È sempre più facile trovare il senso del proprio valore sminuendo il valore altrui. È più facile definirsi “non così” che spiegare le proprie qualità.
Ecco perché l’odio indiscriminato nei confronti degli uomini come genere è tanto inquietante. È la stessa cosa che gli uomini hanno fatto alle donne per secoli.

E se le donne, in blocco, tout-court, fossero state migliori degli uomini non avrebbero sprecato le loro energie per imbrutirsi a immagine e somiglianza dei maschi peggiori, piuttosto sarebbero state capaci di esprimersi in alternative qualitativamente eccelse. Quello che sta accadendo somiglia molto alla vendetta tipica di un passaggio di mano del potere, permessa nella sua crudeltà proprio dalla disumanizzazione. E l’indignazione – con la ricerca del capro espiatorio e la rabbia, che nascondono spesso uno schema stereotipato – troppo spesso viene usata per evitare un vero esame di coscienza, che si nutre invece di istruzione, conoscenza, ascolto e empatia.
Il problema del femminismo è non avere offerto alternative, non essersi trasformato in potenza creatrice e rivoluzionaria.

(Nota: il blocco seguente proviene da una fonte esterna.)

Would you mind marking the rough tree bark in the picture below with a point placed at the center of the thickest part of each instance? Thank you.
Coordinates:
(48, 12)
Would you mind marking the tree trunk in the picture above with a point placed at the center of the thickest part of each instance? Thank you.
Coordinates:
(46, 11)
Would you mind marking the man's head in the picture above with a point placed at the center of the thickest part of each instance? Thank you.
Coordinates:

Quella che si deve, e si può, recuperare è una filosofia femminista; ci vogliono idee nuove su che cosa significa avere un’etica, è partecipare al mondo e non limitarsi a distruggere, ma costruire qualcosa di nuovo.

Per troppo tempo il femminismo si è allontanato dalla sua essenza di azione collettiva, immaginazione collettiva, per diventare uno stile di vita … Il femminismo può e dovrebbe essere … un modo per creare alternative al nostro modo di vivere.

Cosa auspica Crispin, infine? “Dobbiamo recuperare l’immaginazione. Ci siamo lasciate limitare, infettare dall’immaginazione patriarcale. Vediamo solo fin dove vedono loro”. L’augurio che più mi piace trarre da Perché non sono femminista? Ragazze, riscopriamo cosa significa “comportarci da esseri umani”.